O principal índice da bolsa brasileira recuou 0,13%, aos 191.247 pontos, e os acumulados apresentados foram, para o dólar, Acumulado da semana: -0,99%;Acumulado do mês: -2,34%;Acumulado do ano: -6,63%, e para o Ibovespa, Acumulado da semana: +0,32%;Acumulado do mês: +5,39%;Acumulado do ano: +18,63%, conforme informação divulgada pelo g1.

Por que o efeito veio das negociações EUA e Irã

Agentes do mercado já consideram a possibilidade de um ataque dos Estados Unidos ao Irã, com decisão do presidente Donald Trump ligada ao resultado de uma reunião em Genebra nesta quinta-feira.

Segundo o g1, essa será a terceira reunião em menos de um mês para tentar fechar um acordo que restrinja ou encerre o programa nuclear iraniano, e lideranças iranianas e americanas divulgaram expectativas diferentes sobre o caminho da negociação.

Parte do mercado interpreta o aumento da tensão como motivo para buscar ativos seguros, com o dólar ganhando força diante da aversão ao risco, e especialistas citam também o medo de um bloqueio do Estreito de Ormuz, por onde passa cerca de 20% do comércio mundial de petróleo.

Petóleo e indicadores que mexem com a cotação

Mesmo com a tensão, o petróleo recuou na manhã em análise, com o g1 registrando que o Brent caía 1,31%, a US$ 69,91 por barril, enquanto o WTI recuava 1,59%, a US$ 64,37.

Analistas ouvidos pelo g1 destacam que, apesar do risco geopolítico, o excesso de oferta e as restrições às vendas do próprio Irã podem limitar aumentos acentuados no curto prazo.

Além do petróleo, o Departamento de Trabalho dos EUA divulgaria às 10h30, horário de Brasília, os pedidos iniciais de seguro-desemprego da semana até 21 de fevereiro, com a semana anterior em 206 mil pedidos, e expectativa agora apontada em 215 mil, conforme informação divulgada pelo g1.

Cenário global e impacto nas bolsas

Os contratos futuros nos EUA apontavam para abertura em leve queda, com o S&P 500 recuando 0,1%, o Dow Jones caindo 0,2%, e a Nasdaq em baixa de 0,05% nas referências do início do dia, segundo o g1.

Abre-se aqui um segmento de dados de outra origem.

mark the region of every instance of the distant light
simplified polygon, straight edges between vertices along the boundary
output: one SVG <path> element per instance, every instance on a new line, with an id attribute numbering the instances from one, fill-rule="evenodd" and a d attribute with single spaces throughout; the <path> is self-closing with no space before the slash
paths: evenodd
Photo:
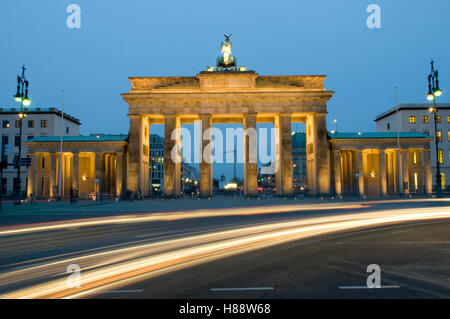
<path id="1" fill-rule="evenodd" d="M 433 94 L 427 94 L 428 101 L 433 101 L 434 95 Z"/>
<path id="2" fill-rule="evenodd" d="M 30 104 L 31 104 L 31 100 L 30 99 L 27 99 L 27 98 L 23 99 L 23 105 L 29 106 Z"/>
<path id="3" fill-rule="evenodd" d="M 442 91 L 441 90 L 436 90 L 434 91 L 434 96 L 441 96 L 442 95 Z"/>
<path id="4" fill-rule="evenodd" d="M 331 133 L 331 134 L 334 134 L 334 133 L 336 133 L 336 131 L 331 131 L 330 133 Z"/>
<path id="5" fill-rule="evenodd" d="M 236 189 L 238 185 L 236 183 L 228 183 L 224 186 L 225 189 Z"/>
<path id="6" fill-rule="evenodd" d="M 362 133 L 361 132 L 358 132 L 358 135 L 361 135 Z"/>

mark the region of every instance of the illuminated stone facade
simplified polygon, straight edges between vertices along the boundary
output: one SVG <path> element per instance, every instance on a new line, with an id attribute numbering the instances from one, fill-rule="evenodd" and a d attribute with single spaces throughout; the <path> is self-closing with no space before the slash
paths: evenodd
<path id="1" fill-rule="evenodd" d="M 273 123 L 276 132 L 278 195 L 293 193 L 291 123 L 307 128 L 307 176 L 310 194 L 330 193 L 330 161 L 325 116 L 333 92 L 323 87 L 325 76 L 259 76 L 253 71 L 200 72 L 195 77 L 132 77 L 131 90 L 122 94 L 130 119 L 127 189 L 149 195 L 149 126 L 165 125 L 164 192 L 181 194 L 180 164 L 172 161 L 173 130 L 201 122 L 203 136 L 215 123 L 240 123 L 244 130 L 256 123 Z M 203 136 L 204 137 L 204 136 Z M 247 141 L 246 141 L 247 140 Z M 244 140 L 244 193 L 257 195 L 257 163 L 248 161 Z M 211 143 L 203 138 L 199 150 Z M 212 156 L 212 155 L 211 155 Z M 212 196 L 212 164 L 200 163 L 200 195 Z"/>

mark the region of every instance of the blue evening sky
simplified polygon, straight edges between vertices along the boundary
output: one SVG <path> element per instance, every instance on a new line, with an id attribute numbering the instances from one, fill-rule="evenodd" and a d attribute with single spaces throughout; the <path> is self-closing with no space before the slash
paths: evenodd
<path id="1" fill-rule="evenodd" d="M 66 26 L 71 3 L 81 29 Z M 372 3 L 381 29 L 366 26 Z M 64 89 L 81 134 L 127 133 L 128 76 L 193 76 L 232 33 L 238 63 L 261 75 L 326 74 L 329 129 L 338 118 L 340 131 L 374 131 L 395 85 L 400 103 L 426 101 L 431 58 L 449 101 L 449 18 L 448 0 L 2 0 L 0 107 L 25 64 L 34 107 L 60 108 Z"/>

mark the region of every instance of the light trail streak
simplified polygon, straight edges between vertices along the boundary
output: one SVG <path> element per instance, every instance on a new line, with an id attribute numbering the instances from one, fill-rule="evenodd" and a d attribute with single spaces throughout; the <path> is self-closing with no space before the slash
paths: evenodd
<path id="1" fill-rule="evenodd" d="M 276 214 L 301 211 L 317 211 L 317 210 L 344 210 L 367 208 L 364 204 L 297 204 L 297 205 L 276 205 L 276 206 L 254 206 L 254 207 L 238 207 L 225 209 L 199 209 L 190 211 L 177 211 L 167 213 L 141 213 L 134 215 L 108 216 L 99 218 L 87 218 L 68 221 L 57 221 L 42 224 L 22 225 L 22 226 L 6 226 L 0 227 L 0 236 L 9 236 L 31 232 L 42 232 L 50 230 L 60 230 L 75 227 L 102 226 L 126 223 L 143 223 L 149 221 L 174 221 L 191 218 L 205 217 L 222 217 L 222 216 L 238 216 L 253 214 Z"/>
<path id="2" fill-rule="evenodd" d="M 136 245 L 3 273 L 1 282 L 8 278 L 20 280 L 43 274 L 49 279 L 48 282 L 11 291 L 0 298 L 82 298 L 176 269 L 293 240 L 380 225 L 449 218 L 448 207 L 379 210 L 303 218 Z M 81 288 L 66 286 L 65 274 L 61 273 L 64 267 L 61 266 L 70 263 L 79 263 L 82 268 Z M 55 276 L 60 278 L 54 280 Z"/>

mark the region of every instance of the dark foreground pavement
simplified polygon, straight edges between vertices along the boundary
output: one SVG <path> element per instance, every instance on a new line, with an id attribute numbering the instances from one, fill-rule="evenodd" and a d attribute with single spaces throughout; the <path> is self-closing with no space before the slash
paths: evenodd
<path id="1" fill-rule="evenodd" d="M 363 289 L 369 264 L 381 267 L 382 287 L 393 287 Z M 222 290 L 249 287 L 264 290 Z M 299 240 L 171 272 L 96 298 L 450 298 L 450 221 Z"/>

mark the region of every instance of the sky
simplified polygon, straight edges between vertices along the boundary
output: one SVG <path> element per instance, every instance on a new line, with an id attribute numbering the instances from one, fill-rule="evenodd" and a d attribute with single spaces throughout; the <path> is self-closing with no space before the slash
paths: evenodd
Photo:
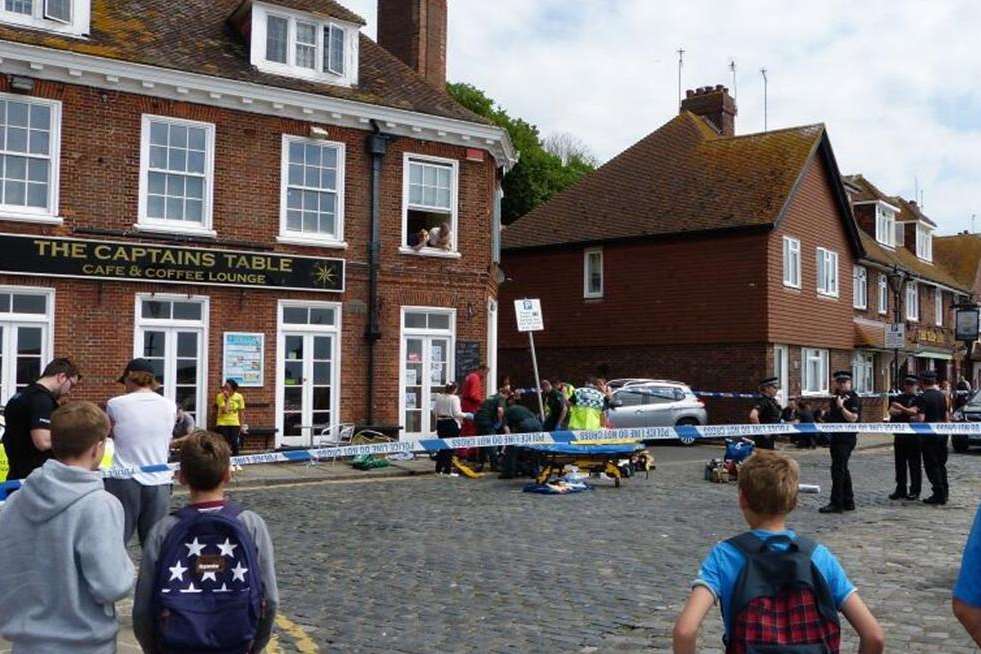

Na Europa, o STOXX 600 subia 0,21% e seguia a 634,80 pontos, com variações regionais, enquanto na Ásia houve resultados mistos, incluindo queda do Hang Seng em 1,44% e alta do KOSPI em 3,67%, dados acompanhados pelo g1.

Internamente, investidores também observaram a pesquisa da AtlasIntel que, conforme o g1, apontou que o presidente Lula e Flávio Bolsonaro tecnicamente empatados em um eventual segundo turno, leitura que parte do mercado interpreta como sinal de possível mudança no comando do país em 2026 e que poderia abrir espaço para medidas fiscais mais firmes.

Em resumo, a alta do dólar na abertura reflete uma combinação de risco geopolítico ligado às negociações entre EUA e Irã, variações no preço do petróleo, e leituras políticas e econômicas que afetam a disposição dos investidores a assumir risco, conforme informação divulgada pelo g1.